THWRC Awarded Proposal 515TAM0046H

Project Number:       515TAM0046H

Title:                           Boron Removal from Hydraulic Fracturing Wastewater by Aluminum

                                      Electrocoagulation:  Mechanisms and Process Optimization

Lead PI:                     Shankar Chellam

Awarded Amount:    $38,000


Produced water is the largest waste stream (on a volume basis) generated during oil and gas production. One increasingly popular method of developing unconventional petroleum resources is hydraulic fracturing wherein a mixture of water, sand, and other chemicals is pressurized and injected to form veins and fissures in the underground formation. This controversial technique of unlocking hydrocarbons uses large quantities of water, which in turn produces copious amounts of wastewater. This highly saline wastewater consists of a mixture of the injected chemicals and additives along with the groundwater and is very toxic. Concerns about environmental impacts associated with its discharge, consumption of large volumes of freshwater, and the desire to recover a valuable water resource have resulted in growing regulatory and technological interest in treating produced water from hydraulic fracturing operations. However, since the composition of the wastewater is highly variable both over time and location, purification of water co-produced from hydraulic fracturing operations presents significant challenges.

The overarching long-term goal of this research is to develop methods to reuse and recycle produced water to reduce the burden on existing fresh water supplies and to protect the environment where this high strength wastewater is discharged. Since produced waters contain a wide spectrum of organic, inorganic, microbiological, radiological, and physical contaminants, any research, by definition, has to focus on a specific subset. It is known that chronic exposure to low doses of boron causes testicular atrophy, suppressed growth, decreased survival, and other developmental and reproductive toxicity in animals. Further, boron can also be toxic to many crops and needs to be controlled to low levels in irrigation water. Additionally, it is necessary to remove boron in order to reuse produced water for additional well stimulation and development. In this context, we will exclusively target boron removal from hydraulic fracturing wastewater.

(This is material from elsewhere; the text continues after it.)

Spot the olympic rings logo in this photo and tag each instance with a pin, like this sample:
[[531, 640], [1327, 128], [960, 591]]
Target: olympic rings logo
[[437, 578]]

Limited information available to date suggests that electrocoagulation could be well-suited for boron removal from wastewaters. However, earlier experiments have been performed using synthetic waters with unrealistically low boron concentrations. This limits their applicability to real-world high strength wastewaters such as produced waters. It is emphasized that we have already obtained a produced water sample from the Eagle Ford formation in Southeast Texas after the water-flooding process employed in hydraulic fracturing. This black calcareous shale was chosen because it is located in Texas and a 50 mile wide and 250 feet thick play at depths between 4,000 and 14,000 feet is one of the most heavily drilled enhanced oil/gas recovery targets in the United States. Individual tasks to be completed include:

  • Comprehensively characterize the chemical composition of the produced water sample,
  • Implement D-Mannitol potentiometric titrations to accurately & precisely measure boron,
  • Calculate boron speciation diagrams at high background ionic strength values,
  • Perform aluminum electrocoagulation experiments to systematically evaluate the effects of operational parameters such as current density, pH, dosage, etc. on boron removal,
  • Rigorously analyze flocs for boron uptake mechanisms using a suite of interfacial tools such as attenuated total reflection – Fourier transform infra-red spectroscopy, X-ray photoelectron spectroscopy, electron microscopy, etc.

A 2-year project with a $40,000 budget is proposed. It is emphasized that the entire budget will be used to support a graduate student and no salary is requested for the principal investigator.